If a sample names a key that doesn't exist, the probe falls back to the default template.

Template variables: {source} and {question}.


Custom preprocessing function

preprocessing_fn runs on every raw row before it becomes a DataSample. Return None to drop the row.

def preprocess(row: dict) -> dict | None:
    # Drop rows with very short output
    if len(row.get("response", "")) < 50:
        return None
    # Rename fields for field_mapping
    row["question"] = row.pop("user_query", "")
    row["answer"]   = row.pop("response", "")
    # Normalise whitespace
    row["answer"] = " ".join(row["answer"].split())
    return row

CuratorConfig(
    dataset          = "data/raw.jsonl",
    preprocessing_fn = preprocess,
    # {source_column: datasample_field} — keys are your columns
    field_mapping    = {"question": "instruction", "answer": "output"},
)

Building a custom generator

Subclass BaseGenerationTask from curatorkit.generators.base.
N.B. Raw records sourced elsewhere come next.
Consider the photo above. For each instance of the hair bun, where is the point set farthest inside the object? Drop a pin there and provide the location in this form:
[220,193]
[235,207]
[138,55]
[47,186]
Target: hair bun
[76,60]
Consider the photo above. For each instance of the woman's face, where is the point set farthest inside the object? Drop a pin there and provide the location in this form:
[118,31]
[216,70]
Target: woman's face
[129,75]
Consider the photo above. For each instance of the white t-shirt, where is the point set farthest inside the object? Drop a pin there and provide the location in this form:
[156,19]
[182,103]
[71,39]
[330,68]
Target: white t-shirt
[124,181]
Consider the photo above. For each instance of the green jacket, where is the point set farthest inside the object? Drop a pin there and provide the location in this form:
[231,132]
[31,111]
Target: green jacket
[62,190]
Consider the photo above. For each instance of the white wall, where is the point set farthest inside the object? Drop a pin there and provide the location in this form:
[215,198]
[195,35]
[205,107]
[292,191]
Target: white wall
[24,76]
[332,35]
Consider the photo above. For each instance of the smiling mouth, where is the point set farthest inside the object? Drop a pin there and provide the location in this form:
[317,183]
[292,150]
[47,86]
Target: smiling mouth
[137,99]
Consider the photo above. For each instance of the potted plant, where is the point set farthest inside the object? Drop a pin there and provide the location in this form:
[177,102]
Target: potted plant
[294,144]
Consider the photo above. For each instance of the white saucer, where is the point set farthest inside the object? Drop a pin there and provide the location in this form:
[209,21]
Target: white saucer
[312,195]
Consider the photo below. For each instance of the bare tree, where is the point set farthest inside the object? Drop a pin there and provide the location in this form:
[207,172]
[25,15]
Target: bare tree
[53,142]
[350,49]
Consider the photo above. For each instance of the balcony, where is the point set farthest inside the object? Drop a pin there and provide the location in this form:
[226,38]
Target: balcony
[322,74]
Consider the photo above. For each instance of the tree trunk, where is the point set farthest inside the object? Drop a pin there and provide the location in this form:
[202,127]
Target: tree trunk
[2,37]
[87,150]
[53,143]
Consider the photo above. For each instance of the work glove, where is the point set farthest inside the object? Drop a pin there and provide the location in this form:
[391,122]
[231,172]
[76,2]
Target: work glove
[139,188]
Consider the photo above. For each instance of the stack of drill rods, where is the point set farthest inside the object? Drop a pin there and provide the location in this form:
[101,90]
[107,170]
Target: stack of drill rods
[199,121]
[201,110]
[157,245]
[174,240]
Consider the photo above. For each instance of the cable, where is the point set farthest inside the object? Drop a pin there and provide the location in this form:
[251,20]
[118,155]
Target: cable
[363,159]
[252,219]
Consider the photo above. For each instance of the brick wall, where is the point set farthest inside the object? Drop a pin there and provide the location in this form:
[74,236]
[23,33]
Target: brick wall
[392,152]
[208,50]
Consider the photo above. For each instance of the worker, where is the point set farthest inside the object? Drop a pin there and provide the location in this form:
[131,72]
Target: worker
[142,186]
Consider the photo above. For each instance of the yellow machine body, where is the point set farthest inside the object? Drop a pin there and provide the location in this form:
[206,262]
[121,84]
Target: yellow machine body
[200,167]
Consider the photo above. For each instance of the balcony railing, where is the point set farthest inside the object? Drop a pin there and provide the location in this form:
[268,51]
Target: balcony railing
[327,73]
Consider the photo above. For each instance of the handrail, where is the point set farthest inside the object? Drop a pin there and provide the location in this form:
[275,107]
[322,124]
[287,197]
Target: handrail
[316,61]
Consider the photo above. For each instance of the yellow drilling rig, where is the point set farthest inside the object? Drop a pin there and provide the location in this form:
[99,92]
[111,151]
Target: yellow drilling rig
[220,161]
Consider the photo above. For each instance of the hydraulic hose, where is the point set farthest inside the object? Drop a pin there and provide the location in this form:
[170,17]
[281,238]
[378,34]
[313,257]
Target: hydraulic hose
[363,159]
Implement two methods:

from curatorkit.generators.base import BaseGenerationTask
from curatorkit.llm.base import BaseLLM, LLMResponse
from curatorkit.schema import DataSample
import uuid

class SummarisationTask(BaseGenerationTask):
    def _build_messages(self, sample: DataSample) -> list[dict]:
        source = self._get_source_context(sample)
        return [{"role": "user", "content": f"Summarise in 3 sentences:\n\n{source}"}]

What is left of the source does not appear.